Unlocking enhanced gas storage capacity in tuned methane hydrates: Exploring eutectic compositions and water-to-hydrate conversion

Abstract

The tuning effect of gas hydrates has received widespread interest as a promising approach for energy gas storage due to its unique features for enhancing gas storage capacity and formation conditions. However, its practical application has been stagnant because the effect of various factors has still not been revealed to induce the tuning effect. Here, we provide the dominant factors and optimized conditions related to the tuning effect to achieve the practical enhancement of gas storage capacity under mild formation conditions (272.0 K, 2.35 MPa). Based on the tetrahydrofuran (THF)/trimethylene oxide (TMO) + CH4 hydrates, dominant factors that can affect tuning effects such as eutectic composition, the concentration of the promoter, formation methods, and conversion of water to a hydrate were experimentally examined by employing the in-situ Raman spectroscopy.

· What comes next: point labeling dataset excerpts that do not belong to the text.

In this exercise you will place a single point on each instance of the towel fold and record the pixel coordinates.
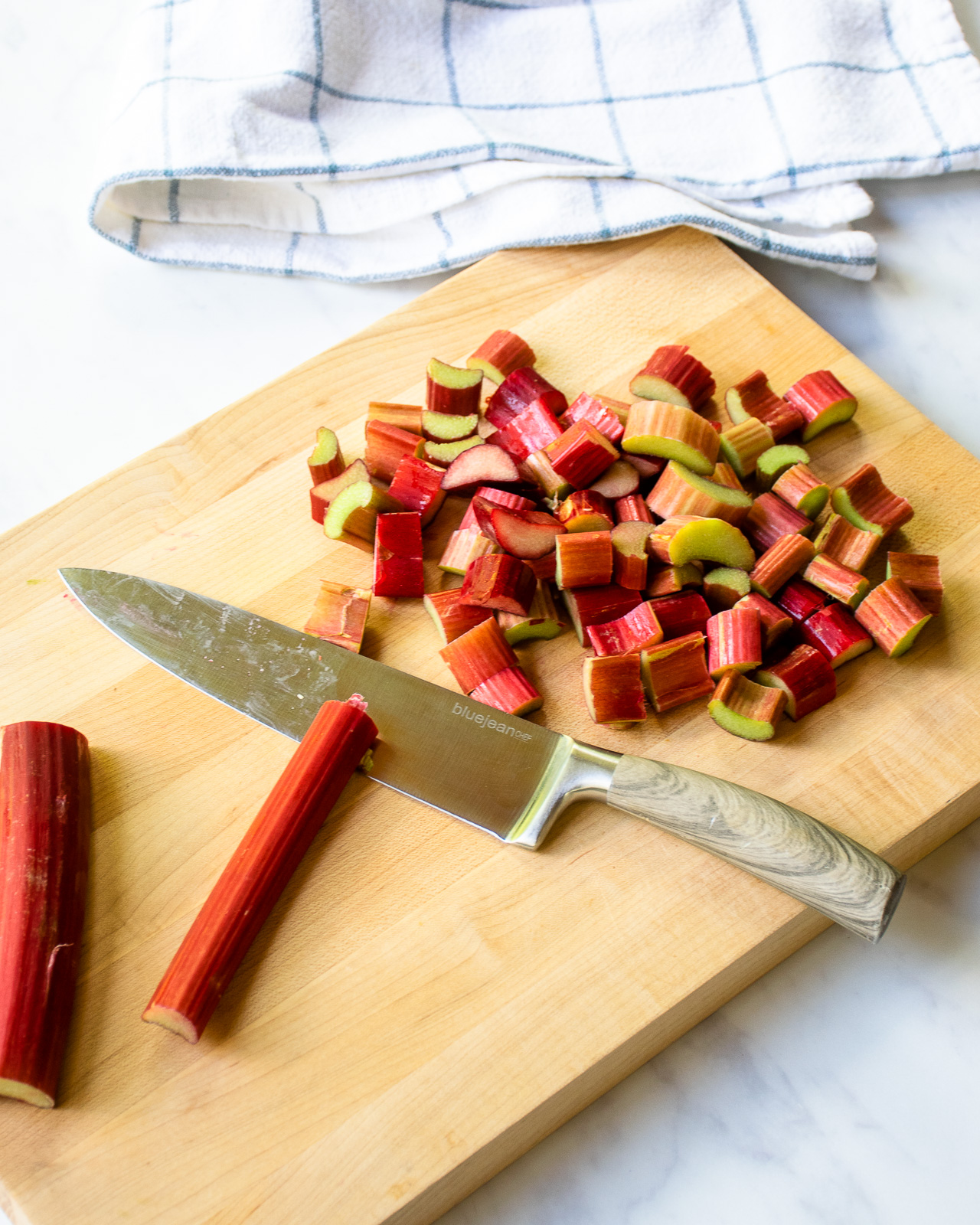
(374, 140)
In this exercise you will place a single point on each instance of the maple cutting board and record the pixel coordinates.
(426, 1004)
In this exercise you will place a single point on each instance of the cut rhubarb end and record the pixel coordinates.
(893, 616)
(805, 677)
(920, 573)
(681, 492)
(261, 867)
(772, 463)
(500, 354)
(508, 691)
(867, 504)
(746, 710)
(326, 461)
(655, 428)
(685, 538)
(671, 375)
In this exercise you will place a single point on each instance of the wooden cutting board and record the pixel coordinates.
(426, 1004)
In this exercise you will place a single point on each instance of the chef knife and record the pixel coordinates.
(490, 769)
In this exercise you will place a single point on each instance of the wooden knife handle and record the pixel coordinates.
(793, 851)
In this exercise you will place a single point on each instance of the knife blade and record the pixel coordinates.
(494, 771)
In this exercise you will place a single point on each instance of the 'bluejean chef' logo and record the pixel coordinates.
(485, 720)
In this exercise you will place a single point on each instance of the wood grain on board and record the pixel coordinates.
(426, 1004)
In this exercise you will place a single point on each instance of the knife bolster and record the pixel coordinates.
(576, 772)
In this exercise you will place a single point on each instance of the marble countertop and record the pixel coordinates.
(841, 1089)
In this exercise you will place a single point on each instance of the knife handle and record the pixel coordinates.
(782, 845)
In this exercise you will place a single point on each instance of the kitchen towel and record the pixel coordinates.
(374, 140)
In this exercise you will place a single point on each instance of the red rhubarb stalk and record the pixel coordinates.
(44, 828)
(260, 869)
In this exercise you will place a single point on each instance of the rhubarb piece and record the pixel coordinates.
(681, 492)
(681, 614)
(538, 469)
(635, 631)
(585, 510)
(44, 828)
(596, 606)
(845, 543)
(499, 581)
(690, 538)
(781, 561)
(835, 634)
(353, 514)
(581, 455)
(892, 616)
(800, 600)
(675, 673)
(771, 518)
(532, 430)
(447, 426)
(591, 408)
(838, 581)
(724, 587)
(805, 677)
(542, 620)
(398, 555)
(508, 691)
(479, 466)
(443, 453)
(632, 510)
(500, 354)
(326, 461)
(755, 397)
(734, 641)
(340, 616)
(630, 554)
(655, 428)
(920, 573)
(585, 559)
(451, 390)
(773, 622)
(324, 494)
(743, 444)
(478, 655)
(619, 481)
(772, 463)
(451, 618)
(822, 401)
(867, 504)
(418, 487)
(746, 710)
(614, 690)
(463, 547)
(800, 489)
(674, 377)
(518, 390)
(260, 869)
(406, 416)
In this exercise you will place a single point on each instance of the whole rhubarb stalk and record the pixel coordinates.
(260, 869)
(44, 828)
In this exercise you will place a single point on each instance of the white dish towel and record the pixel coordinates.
(373, 140)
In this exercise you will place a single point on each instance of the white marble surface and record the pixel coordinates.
(841, 1089)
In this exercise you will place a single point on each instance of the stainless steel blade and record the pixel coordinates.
(459, 756)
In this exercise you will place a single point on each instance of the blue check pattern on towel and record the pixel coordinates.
(374, 140)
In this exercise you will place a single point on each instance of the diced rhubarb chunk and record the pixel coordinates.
(614, 690)
(920, 573)
(510, 691)
(744, 708)
(675, 673)
(340, 616)
(805, 677)
(893, 616)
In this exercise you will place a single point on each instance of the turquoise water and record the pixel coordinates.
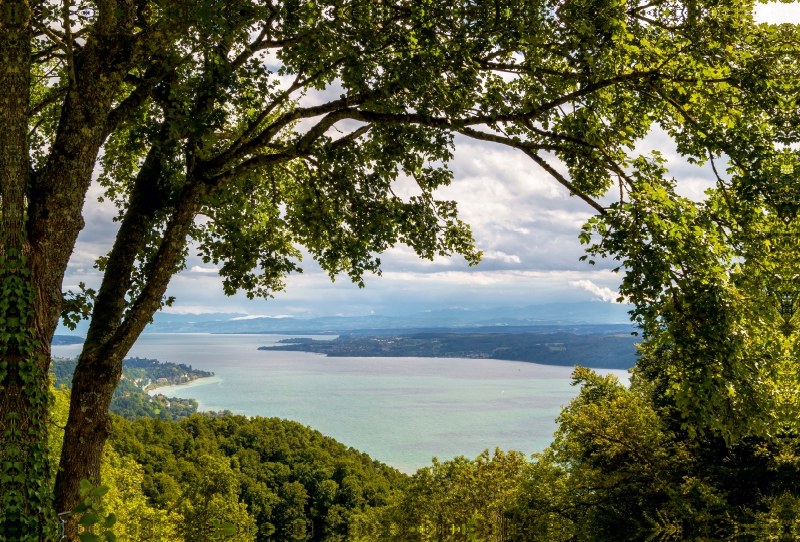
(402, 411)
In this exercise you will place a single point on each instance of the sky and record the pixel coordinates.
(525, 223)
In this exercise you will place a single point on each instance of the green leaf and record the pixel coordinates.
(88, 519)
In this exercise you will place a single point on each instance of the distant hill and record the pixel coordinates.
(601, 351)
(560, 314)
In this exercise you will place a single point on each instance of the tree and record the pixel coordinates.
(200, 142)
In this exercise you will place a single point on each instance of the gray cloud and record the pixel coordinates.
(525, 222)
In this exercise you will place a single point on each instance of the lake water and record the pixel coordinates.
(402, 411)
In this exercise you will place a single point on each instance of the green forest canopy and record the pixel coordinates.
(176, 102)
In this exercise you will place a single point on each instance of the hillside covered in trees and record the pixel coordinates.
(139, 375)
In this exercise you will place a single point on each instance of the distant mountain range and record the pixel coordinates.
(523, 318)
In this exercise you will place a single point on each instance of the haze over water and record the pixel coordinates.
(402, 411)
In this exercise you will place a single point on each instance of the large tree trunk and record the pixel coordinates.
(110, 338)
(25, 485)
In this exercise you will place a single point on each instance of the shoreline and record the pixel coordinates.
(204, 381)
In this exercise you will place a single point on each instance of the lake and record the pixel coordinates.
(402, 411)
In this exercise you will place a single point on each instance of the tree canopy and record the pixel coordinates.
(255, 129)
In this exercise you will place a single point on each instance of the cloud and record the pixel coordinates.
(198, 269)
(606, 294)
(502, 256)
(777, 13)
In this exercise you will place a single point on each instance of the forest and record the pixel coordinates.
(131, 400)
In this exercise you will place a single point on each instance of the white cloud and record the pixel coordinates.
(198, 269)
(777, 13)
(502, 256)
(606, 294)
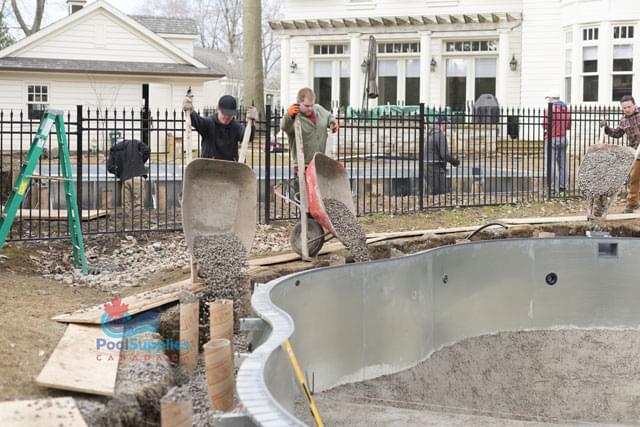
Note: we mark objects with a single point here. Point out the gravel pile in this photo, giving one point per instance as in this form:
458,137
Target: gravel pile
348,230
604,170
222,260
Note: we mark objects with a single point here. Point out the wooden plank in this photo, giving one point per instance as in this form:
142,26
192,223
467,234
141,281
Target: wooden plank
41,413
560,219
57,214
77,365
137,303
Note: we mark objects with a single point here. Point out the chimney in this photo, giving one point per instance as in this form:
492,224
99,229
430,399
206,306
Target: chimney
75,5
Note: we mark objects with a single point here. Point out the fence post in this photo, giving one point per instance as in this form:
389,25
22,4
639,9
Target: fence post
421,157
548,154
79,149
267,167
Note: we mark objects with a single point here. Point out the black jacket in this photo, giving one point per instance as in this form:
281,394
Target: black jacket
218,141
127,159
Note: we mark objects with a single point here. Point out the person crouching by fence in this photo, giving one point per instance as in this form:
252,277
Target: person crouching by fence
126,161
437,156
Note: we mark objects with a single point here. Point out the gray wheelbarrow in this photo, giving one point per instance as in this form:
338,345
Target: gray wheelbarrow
219,197
325,178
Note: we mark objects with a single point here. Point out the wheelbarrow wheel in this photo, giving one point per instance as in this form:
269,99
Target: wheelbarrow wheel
315,237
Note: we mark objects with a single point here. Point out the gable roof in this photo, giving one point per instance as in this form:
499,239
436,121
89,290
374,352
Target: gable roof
125,20
225,63
105,67
165,25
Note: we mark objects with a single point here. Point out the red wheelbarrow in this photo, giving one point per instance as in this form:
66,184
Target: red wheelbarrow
325,178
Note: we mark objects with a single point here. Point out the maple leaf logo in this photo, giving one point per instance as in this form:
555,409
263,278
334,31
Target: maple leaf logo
116,309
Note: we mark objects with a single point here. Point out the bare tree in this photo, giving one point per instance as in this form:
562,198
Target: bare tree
252,58
37,17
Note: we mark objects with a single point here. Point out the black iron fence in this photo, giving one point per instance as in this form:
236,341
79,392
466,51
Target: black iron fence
503,158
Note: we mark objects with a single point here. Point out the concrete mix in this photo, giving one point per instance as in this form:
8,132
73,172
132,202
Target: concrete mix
348,230
602,174
511,378
222,258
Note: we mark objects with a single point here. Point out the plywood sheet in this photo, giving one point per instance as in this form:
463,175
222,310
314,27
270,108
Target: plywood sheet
77,365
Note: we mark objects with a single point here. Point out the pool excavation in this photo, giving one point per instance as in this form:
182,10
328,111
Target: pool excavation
500,332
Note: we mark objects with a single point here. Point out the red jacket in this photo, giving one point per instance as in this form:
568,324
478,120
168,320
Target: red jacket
561,120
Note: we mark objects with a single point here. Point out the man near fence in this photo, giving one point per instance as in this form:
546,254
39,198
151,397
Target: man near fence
126,161
222,132
560,124
629,125
314,121
437,156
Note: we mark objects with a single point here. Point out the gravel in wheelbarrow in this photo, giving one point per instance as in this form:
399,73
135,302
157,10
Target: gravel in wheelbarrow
347,229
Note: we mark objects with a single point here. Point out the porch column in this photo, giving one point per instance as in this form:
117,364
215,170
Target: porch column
425,65
355,74
503,66
285,74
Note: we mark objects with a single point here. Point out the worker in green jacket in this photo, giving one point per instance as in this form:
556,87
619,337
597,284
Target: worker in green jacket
314,120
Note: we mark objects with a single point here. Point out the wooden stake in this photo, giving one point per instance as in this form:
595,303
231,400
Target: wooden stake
303,190
219,368
176,414
189,322
221,320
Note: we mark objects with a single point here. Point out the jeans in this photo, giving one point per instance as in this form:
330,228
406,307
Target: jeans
559,163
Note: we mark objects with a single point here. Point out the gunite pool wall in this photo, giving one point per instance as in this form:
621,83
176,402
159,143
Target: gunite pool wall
360,321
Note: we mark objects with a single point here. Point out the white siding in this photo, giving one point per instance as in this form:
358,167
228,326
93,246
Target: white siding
308,9
184,44
542,51
100,38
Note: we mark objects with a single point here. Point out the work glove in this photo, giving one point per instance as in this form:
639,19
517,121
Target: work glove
252,114
293,110
187,103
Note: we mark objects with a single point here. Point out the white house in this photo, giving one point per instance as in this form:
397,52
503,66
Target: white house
102,58
448,52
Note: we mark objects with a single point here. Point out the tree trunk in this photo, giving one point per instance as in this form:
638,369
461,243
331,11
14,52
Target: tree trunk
252,55
37,18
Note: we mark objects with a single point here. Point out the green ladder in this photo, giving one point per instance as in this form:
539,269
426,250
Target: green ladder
50,118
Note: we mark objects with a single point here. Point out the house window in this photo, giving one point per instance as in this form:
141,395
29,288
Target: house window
456,83
590,76
345,83
398,47
322,82
623,32
485,81
590,34
622,76
37,100
387,82
412,82
331,49
472,46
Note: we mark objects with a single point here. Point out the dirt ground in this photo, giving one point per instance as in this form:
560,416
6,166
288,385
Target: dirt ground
28,301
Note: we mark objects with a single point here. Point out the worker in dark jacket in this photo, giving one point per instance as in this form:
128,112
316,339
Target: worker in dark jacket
220,133
437,156
126,161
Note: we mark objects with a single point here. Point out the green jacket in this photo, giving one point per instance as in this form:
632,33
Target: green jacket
314,136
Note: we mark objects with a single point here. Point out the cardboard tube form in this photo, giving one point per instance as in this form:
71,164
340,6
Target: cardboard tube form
221,320
189,322
219,368
176,414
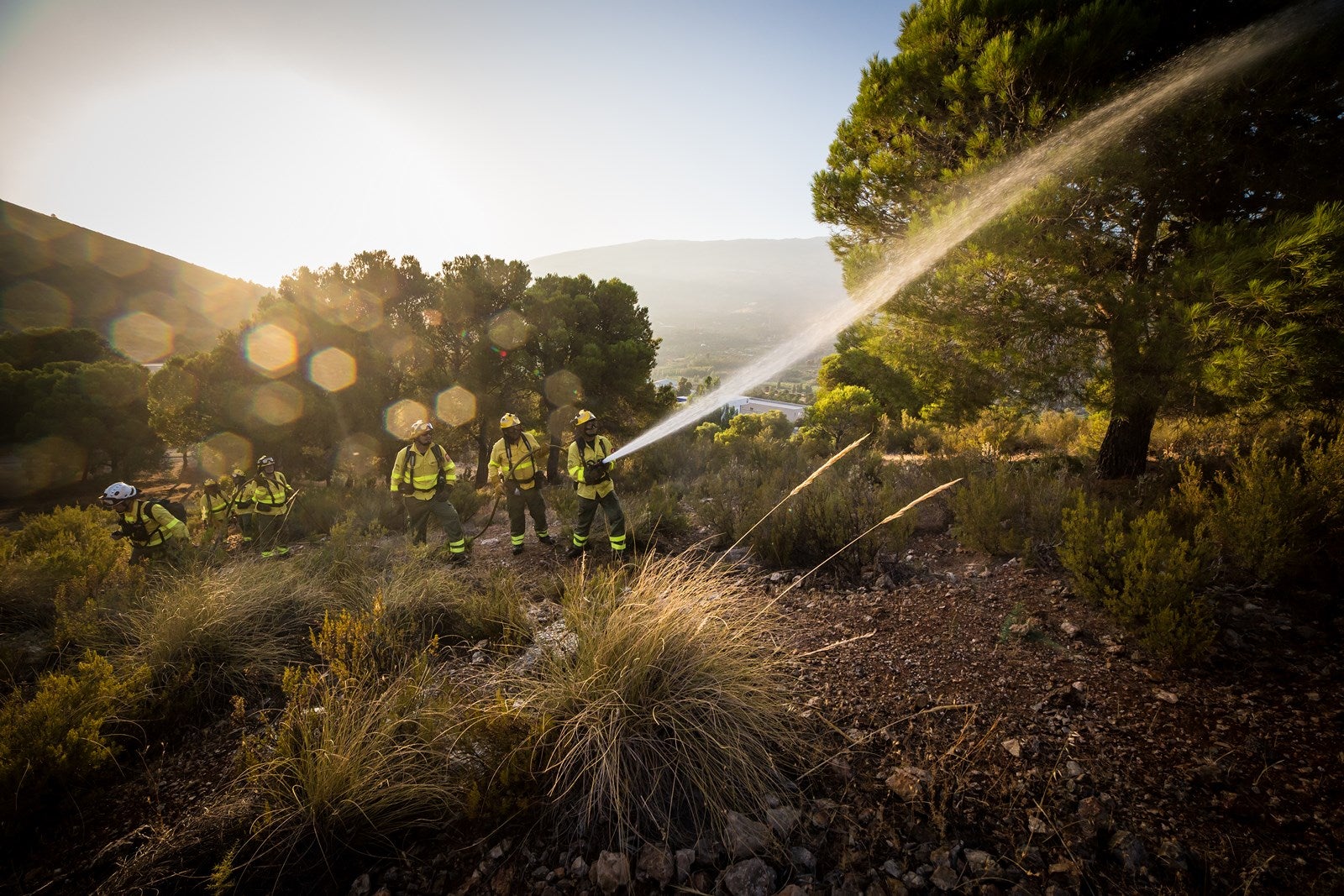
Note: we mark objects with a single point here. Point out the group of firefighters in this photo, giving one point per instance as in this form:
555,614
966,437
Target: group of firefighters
421,476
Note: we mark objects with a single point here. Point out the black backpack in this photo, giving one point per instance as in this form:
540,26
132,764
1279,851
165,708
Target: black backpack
139,532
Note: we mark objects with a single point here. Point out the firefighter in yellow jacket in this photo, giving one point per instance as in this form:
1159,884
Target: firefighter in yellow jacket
242,511
421,476
591,474
268,493
215,508
514,465
154,531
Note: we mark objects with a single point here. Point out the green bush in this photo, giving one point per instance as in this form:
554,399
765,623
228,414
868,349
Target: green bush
49,551
210,633
674,710
1256,515
60,736
1012,510
365,750
1144,574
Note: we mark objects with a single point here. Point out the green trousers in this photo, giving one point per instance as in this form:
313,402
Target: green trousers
615,520
418,513
517,500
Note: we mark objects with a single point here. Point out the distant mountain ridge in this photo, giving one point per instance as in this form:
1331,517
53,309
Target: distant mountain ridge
54,273
716,302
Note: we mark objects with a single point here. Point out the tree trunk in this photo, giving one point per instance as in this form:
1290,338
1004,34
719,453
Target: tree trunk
1124,450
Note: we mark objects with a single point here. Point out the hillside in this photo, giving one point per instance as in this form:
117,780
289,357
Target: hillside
54,273
716,302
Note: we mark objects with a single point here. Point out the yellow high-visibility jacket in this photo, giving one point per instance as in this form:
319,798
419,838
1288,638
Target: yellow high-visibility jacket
421,469
584,452
515,463
268,493
159,524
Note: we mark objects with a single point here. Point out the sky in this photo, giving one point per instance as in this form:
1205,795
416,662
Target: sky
259,136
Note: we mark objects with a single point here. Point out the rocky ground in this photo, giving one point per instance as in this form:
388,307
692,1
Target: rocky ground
990,732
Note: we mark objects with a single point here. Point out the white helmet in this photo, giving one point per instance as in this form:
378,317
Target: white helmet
118,492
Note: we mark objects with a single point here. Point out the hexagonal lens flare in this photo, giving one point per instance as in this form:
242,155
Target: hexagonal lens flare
456,406
277,403
333,369
141,336
223,453
398,417
272,349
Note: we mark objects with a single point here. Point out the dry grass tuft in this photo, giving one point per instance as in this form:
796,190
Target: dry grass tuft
674,710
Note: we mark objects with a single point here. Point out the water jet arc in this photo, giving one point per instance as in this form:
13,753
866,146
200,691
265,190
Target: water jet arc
1000,190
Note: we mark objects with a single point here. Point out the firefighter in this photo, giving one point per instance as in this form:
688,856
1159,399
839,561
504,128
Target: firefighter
423,474
154,531
269,493
242,511
514,463
215,508
591,474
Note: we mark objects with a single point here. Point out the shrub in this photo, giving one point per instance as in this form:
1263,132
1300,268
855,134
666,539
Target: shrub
425,600
911,436
1256,515
221,631
1011,511
672,711
1144,574
60,736
363,752
656,513
50,550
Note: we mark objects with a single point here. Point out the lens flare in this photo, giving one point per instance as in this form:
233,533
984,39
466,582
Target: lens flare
333,369
141,336
34,304
456,406
277,403
398,417
272,349
223,453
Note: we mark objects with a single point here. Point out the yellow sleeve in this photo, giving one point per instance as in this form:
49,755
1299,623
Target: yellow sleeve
575,461
496,456
398,468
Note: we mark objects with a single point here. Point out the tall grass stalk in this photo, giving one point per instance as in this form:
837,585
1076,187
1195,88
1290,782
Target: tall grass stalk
800,486
674,710
875,526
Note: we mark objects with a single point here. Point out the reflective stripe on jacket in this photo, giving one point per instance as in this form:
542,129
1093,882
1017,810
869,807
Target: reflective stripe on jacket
420,469
514,463
268,495
214,510
584,452
159,524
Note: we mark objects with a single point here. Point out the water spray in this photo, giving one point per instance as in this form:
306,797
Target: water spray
999,191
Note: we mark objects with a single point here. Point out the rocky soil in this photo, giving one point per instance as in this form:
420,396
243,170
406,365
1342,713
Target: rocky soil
988,732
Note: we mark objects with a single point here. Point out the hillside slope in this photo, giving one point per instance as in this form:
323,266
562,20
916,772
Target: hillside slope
54,273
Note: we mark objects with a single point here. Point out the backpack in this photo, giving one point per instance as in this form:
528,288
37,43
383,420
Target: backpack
139,532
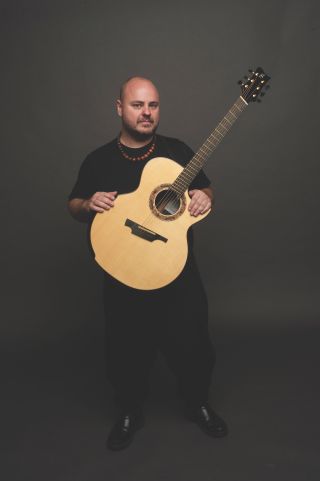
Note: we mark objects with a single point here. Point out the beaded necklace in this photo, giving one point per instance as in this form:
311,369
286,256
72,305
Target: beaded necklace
140,157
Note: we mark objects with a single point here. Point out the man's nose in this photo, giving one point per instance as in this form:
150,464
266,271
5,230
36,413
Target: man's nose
146,110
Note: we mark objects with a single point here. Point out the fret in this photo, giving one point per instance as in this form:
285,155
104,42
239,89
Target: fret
185,178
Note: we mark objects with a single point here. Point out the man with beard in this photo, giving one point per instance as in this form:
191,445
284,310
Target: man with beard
173,319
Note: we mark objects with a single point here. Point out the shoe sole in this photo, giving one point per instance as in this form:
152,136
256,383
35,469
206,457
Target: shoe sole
140,425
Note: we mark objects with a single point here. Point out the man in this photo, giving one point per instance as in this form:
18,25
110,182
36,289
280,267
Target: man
173,319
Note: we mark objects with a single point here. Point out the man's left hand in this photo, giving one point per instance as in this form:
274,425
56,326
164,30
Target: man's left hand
200,202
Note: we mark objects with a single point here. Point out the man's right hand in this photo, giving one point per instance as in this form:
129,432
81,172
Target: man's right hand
101,201
82,209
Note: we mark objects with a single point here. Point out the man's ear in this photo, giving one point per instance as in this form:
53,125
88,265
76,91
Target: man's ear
119,107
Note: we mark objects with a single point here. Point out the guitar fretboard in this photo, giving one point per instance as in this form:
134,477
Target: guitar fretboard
182,182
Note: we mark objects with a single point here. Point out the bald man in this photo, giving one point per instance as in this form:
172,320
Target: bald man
173,319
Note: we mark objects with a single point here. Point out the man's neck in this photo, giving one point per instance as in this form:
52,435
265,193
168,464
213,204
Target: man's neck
134,143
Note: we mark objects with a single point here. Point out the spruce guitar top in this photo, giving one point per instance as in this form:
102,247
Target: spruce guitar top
142,240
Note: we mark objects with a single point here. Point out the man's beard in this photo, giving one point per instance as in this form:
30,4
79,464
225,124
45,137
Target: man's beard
140,136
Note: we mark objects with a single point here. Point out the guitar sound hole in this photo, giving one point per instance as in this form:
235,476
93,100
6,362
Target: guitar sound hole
167,202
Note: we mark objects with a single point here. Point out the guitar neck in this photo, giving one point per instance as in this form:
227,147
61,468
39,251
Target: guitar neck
183,181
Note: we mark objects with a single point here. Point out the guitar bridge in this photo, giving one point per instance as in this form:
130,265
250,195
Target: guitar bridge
143,232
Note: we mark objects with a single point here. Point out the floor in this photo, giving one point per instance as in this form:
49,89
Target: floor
58,409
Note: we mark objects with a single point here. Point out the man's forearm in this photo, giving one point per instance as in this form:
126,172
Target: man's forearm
79,210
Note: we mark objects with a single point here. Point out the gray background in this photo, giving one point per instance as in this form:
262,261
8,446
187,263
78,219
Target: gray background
62,64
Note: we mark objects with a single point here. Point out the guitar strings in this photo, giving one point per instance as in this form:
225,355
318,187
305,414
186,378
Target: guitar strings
203,153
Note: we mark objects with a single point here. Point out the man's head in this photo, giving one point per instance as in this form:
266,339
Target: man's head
138,107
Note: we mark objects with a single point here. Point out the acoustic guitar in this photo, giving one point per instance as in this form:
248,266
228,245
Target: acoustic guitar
142,240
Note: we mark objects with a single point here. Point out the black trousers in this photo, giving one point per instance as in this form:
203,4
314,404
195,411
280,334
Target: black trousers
174,320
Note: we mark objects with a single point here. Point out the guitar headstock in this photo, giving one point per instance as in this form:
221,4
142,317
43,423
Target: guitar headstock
253,87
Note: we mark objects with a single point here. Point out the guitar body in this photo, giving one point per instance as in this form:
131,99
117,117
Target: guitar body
142,240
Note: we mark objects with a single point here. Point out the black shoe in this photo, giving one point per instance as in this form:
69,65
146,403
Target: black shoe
122,433
208,421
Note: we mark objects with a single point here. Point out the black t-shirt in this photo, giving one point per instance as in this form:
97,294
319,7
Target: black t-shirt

The tuning effects of hydrates formed from the aqueous solutions (water-borne) were slowly advanced, unlike all hydrates formed from iced particles (ice-borne) which extremely rapidly induced them. It suggests that the eutectic point was the primary factor in water-borne hydrates, whereas the tuning effect in ice-borne hydrates is mainly governed by the formation rate and stochastic nature. Interestingly, our experiments confirmed for the first time that the gas uptake of water-borne tuned gas hydrates may be higher than those of untuned hydrates (i.e. 5.56 mol% stoichiometric concentration). This work provides not only the dominant parameters but also promising strategies for the practical application of tuning effects to efficient hydrate-based gas storage.